# He is driving me NUTS!



## lost1234 (Aug 24, 2009)

we have been separated for a month. however he is still around after school and dinner and such for the kids, leaves once they go to bed.
wants to be alone to clear his head and regain the person who he is.needs space...ok he didnt give me a choice, but i went along. no ow alot of derpession and money problems. he is a constant spender of money that we dont have. no concept of reality.
if i call, ask a question, suggest he stay as his drive to parents is a long one, and by 9 pm i can see his exhuastion ( he starts work at 5 am)all wrong. went grocery shopping picked up a few things for him out of kindess,wrong everthing about me seems to be wrong...he says i try to hard?? i dont see it that way but ok, i have decided to stop all of it? is this right or wrong?
BIGGEST thing that throws me... he doesnt want ANYTHING from me right now, in a heated arguement even mentioned divorce...why does he call me then sometimes about the kids which is fine...others just to tell me something trivial about work or his day...anything to be honest...could anyone help me here please? mixed signals doesnt even do my situation justice.
I want to save this marriage, he claims it is too late...making no sense to me at all.
we had a parent teacher meeting last night and a poem was read. sounds silly but it was about parents and teachers, and how we help our children to strive. the closing line was most of all a stable loving home...needless to say i quietly excused myself and went to the restroom to regain my composure without saying anything to h. when we were leaving in separate vehicles, he asks whats wrong...i told him i felt as if we were failing our children and this made him edgy of course. how do i get the answers or how in the world do i get him to see the whole picture here????? sorry for the rant!


----------



## dobo (Jun 30, 2009)

He sounds confused but I'd tell him that it is unfair for him to pick and choose what he wants to share with you or accept from you. If he needs space, tell him to get space but not to do this half-way thing. It is too difficult and isn't considerate of your feelings or needs or the fact that you love him so much.

If he says it is too late, tell him to get on with the divorce. But it sounds like he's ambivalent. And that means it isn't too late.


----------



## lost1234 (Aug 24, 2009)

thanks dobo...wish i could get more responses! it is driving me crazy! i believe in my heart that this is his way of keeping me hanging on, what he doesnt realize is that it is not me who asked for all of this!he is unsure, confused, depressed and so on, im gonna back off, even when he is here with the kids...im gonna find something else to do. might that be the right approach? he wants to be alone right?:scratchhead:


----------



## knortoh (Sep 5, 2009)

When my H first left me very similar situation - he had no idea of the boundaries - I remember being incensed that he would come over and lie down on our couch - eat our food - generally treat me like the wife he didn't want. He went through a long period of being 'confused' and ambivalent - but for us it ended in him deciding to opt out - it is important for you that you establish your own boundaries - it doesn't mean that you have to stop loving him but when he is making you feel uncomfortable (which may be all the time) try and keeo your distance.
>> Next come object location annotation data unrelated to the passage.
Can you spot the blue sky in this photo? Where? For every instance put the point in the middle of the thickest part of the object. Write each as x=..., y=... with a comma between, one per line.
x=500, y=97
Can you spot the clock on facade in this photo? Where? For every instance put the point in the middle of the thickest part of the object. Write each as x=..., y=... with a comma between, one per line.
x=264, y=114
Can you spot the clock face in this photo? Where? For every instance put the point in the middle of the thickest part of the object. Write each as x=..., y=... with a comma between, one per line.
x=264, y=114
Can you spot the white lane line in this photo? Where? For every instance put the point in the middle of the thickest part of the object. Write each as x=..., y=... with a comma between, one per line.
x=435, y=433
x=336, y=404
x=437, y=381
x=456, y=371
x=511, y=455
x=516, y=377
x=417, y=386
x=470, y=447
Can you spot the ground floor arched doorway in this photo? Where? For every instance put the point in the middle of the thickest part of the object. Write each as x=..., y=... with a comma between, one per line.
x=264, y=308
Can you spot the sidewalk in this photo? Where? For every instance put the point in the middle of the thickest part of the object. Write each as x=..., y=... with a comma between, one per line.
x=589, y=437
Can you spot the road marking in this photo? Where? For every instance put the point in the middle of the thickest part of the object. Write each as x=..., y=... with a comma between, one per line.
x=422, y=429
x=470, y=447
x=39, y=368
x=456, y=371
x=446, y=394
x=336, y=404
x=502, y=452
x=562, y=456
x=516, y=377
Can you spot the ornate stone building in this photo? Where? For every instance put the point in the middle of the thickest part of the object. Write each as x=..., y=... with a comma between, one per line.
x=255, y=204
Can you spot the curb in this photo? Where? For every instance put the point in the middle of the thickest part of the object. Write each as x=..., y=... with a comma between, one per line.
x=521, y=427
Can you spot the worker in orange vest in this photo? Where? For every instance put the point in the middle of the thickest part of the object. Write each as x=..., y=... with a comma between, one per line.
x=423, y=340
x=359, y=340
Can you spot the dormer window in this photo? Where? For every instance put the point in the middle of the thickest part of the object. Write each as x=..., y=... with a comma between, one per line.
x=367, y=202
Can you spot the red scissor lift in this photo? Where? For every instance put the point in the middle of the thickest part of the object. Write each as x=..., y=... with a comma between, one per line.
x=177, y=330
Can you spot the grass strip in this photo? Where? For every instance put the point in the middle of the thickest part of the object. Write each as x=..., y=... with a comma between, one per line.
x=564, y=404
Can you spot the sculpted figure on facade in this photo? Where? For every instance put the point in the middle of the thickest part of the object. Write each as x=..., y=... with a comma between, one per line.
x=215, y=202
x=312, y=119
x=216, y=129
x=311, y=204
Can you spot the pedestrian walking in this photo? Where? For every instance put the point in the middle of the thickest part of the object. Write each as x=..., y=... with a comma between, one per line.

Act as though you are not that interested in what he is going through - it is HIS stuff not yours....


----------



## knortoh (Sep 5, 2009)

oh yes and stop being the good wife - it sounds foreign I know but look after yourself first - he is putting himself first even though he is still managing to inspre your sympathy - and empathy - Boy I know that syndrome....it is hard to stop acting how you have acted for many years - but if you can treat him like a work colleague who you know but are not overly friendly with. Professional calm, indifferent.....if you end up separating permanently that will be the deal anayway and if he still has strong feelings towards saving the marriage he will start to realise that he has to close the distance


----------



## Believe (Aug 27, 2009)

I am going through the exact same thing. It is so confusing! I noticed if I get quiet and pull away and try tough love he does exactly the same thing back to me. If I am sweet, caring and ask about his life he starts to come around. But then when he starts to get too close he pulls away. I can't stand it. My mother just said to me tonight that she can't understand him. She saw him hug me outside and she was like what is that if he doesn't care anymore? He hugs me every night when he leaves unless I have said something that pisses him off, then he withholds any affection. I think it is just a control thing. I too also feel like he plays me so that I will hang on. I don't know what to do either. It has been 8 months for us. I too wish there were some answers.


----------